I have long envied my father’s hair for its constancy. He remained handsome. It was a matter of unspoken family pride. I had never known him with anything less than a celebrity’s wealth of hair, Pancho Gonzales hair, Joe Namath hair, James Brolin hair, Blake Kerrington hair. My father, of the unmoveable hair. What must it be like to swim, to shower, to sweat, to remove a ski cap, to boldly address a headwind as one crosses campus on one’s ten-speed with a hairline as certain as the flat of an axe? He knew, not me. Outdoors I am as testy as a windsock and worry that if a strong breeze is met just so, my bangs will not serrate like my father’s did or ruffle at the topmost layer but lift like a tablecloth or part like cheap drapery to reveal bare contour of high, pale forehead. Better to look down or over as I walk. Better to greet the world dodgy and askance. I angle into the wind triply annoyed—at the wind, at my hair, at my pettiness.

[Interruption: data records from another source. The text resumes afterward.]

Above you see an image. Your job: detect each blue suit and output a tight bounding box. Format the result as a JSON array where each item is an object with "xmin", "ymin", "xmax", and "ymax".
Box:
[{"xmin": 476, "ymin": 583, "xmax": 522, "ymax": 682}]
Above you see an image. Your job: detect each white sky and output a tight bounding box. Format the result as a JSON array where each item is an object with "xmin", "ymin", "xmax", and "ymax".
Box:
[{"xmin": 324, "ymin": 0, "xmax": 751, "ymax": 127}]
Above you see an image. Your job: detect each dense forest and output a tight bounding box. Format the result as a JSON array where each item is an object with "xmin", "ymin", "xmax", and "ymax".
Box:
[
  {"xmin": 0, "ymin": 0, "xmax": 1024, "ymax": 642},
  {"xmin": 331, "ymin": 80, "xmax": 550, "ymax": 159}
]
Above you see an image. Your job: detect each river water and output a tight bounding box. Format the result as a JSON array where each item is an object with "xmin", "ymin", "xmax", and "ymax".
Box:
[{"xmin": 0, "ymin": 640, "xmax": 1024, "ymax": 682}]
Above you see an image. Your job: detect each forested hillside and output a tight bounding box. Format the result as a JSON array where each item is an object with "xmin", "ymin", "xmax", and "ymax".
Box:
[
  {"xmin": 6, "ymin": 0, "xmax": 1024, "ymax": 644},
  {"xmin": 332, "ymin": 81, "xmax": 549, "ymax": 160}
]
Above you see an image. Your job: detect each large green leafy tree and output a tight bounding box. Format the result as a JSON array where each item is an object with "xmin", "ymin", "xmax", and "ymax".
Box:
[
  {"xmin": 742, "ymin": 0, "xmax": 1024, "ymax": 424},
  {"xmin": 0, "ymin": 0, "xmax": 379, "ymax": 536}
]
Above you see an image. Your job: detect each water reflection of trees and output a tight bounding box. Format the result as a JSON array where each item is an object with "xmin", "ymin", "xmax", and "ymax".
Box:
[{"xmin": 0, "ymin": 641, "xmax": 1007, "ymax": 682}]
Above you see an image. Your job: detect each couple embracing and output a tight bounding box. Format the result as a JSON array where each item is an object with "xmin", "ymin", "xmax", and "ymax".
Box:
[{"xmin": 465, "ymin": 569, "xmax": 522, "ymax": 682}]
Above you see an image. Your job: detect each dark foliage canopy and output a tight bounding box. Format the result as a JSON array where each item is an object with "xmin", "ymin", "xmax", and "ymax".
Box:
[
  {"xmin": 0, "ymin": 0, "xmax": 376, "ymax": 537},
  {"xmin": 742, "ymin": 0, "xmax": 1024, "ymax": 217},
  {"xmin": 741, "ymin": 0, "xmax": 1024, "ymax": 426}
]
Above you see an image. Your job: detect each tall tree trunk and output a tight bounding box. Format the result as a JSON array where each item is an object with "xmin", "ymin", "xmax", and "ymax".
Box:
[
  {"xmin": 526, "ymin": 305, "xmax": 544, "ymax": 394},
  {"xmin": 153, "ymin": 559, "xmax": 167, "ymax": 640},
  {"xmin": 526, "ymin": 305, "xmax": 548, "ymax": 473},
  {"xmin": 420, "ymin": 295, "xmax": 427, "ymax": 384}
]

I am a father now and have two sons and a daughter.
“Where did they get that hair?” people asked.
The two oldest children started as blondes with heaps of curls. Our youngest child was blonde, but his opaque mop was wild and swirling—rough seas on the surface of his tempestuous head. He was an Ardelle, we said, through and through, and sometimes when I gave him his bath and shampoo, he let me comb his hair until it was smooth as frosting, with a part on the left and the bangs at a blasé slant across his forehead, like his grandfather once wore. I wrapped his towel around him and held his face against mine in front of the mirror.
“Who’s this hip cat?” I’d ask.
He’d ham it up, ape a face, but never take his eyes off his fine self.
Grinnell Road. A cold day, a blue sky, a yellow meadow, a hawk fighting for balance on the tightrope of a telephone line, its tail feathers fanned and swaying like a witch’s broom.